A new study explains why it´s so hard to find traces of life on Martian clays


The Curiosity rover in Gale Crater, where it has found organic molecules hidden in sediments rich in clays formed 3 billion years ago. Credits: NASA/GSFC.

The clay minerals discovered in the Gale crater of Mars by the Curiosity rover are very interesting for being able to preserve organic compounds for long periods of time. A scientific team led by the Center for Astrobiology (CAB, CSIC-INTA) has assessed whether this capability can be influenced by brief exposure to both acidic and alkaline fluids, which could serve to more accurately direct future efforts in the search for life on Mars.

If there was ever life on Mars, he probably found the best chance of thriving during the first 1.5 billion years of the planet's history. At that time, Mars had large amounts of water on its surface. At the same time, the oceans had also settled on Earth, and life was prevalent in our world. However, these were exclusively single-celled life forms. It is therefore reasonable to assume that, if there was life on Mars during the same period, it also did not evolve beyond single-celled life.

Finding the traces of this possible primordial Martian life is no easy task. The surface and subsurface of Mars are not ideal places for the preservation of organic compounds that can retain information on possible preterite living forms. Radiation is intense, dryness absolute and also contain significant amounts of oxidizing compounds. However, NASA's Curiosity rover has managed to identify some organic clay compounds analyzed in Gale Crater on Mars. This crater housed a small lake for a few million years of Mars' early geological history, and the organic compounds discovered by Curiosity could represent remnants of living forms that inhabited that lake.

A scientific team led by researchers from the Center for Astrobiology has just published in the journal Scientific Reports a study that adds a new condition for the preservation of organic compounds on Mars that had gone unnoticed until now: exposure to acids.

For Carolina Gil-Lozano, CAB researcher and lead author of the study, "the results and this work once again confirm the importance of conducting similar experiments in planetary simulation chambers to support the search for signs of life on Mars."

It is known that, once Mars lost its seas, lakes and rivers, there were small amounts of water that continued to leak among the rocks, in specific episodes separated by millions of years of absolute dryness, according to Alberto G. Fairén, cab researcher and study director.
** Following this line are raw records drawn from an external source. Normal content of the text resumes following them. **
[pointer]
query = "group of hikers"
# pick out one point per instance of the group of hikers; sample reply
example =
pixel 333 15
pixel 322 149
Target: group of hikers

According to Fairén, "the chemical nature of these fluids that circulated between the rocks has largely determined that organic compounds have been preserved on Mars to this day. Our study describes how exposure to acidic fluids greatly complicates the preservation of organics in clays. Therefore, the results of the study provide information on the nature of the water that has circulated in the subsoil of Gale Crater over the past 3 billion years." 

This type of study will certainly help scientists in designing future strategies in the search for life on Mars.

This work has been funded by the European Research Council (ERC), through the Projects "MarsFirstWater" (ERC Consolidator Grant 818602) and "IcyMARS" /ERC Starting Grant 307496).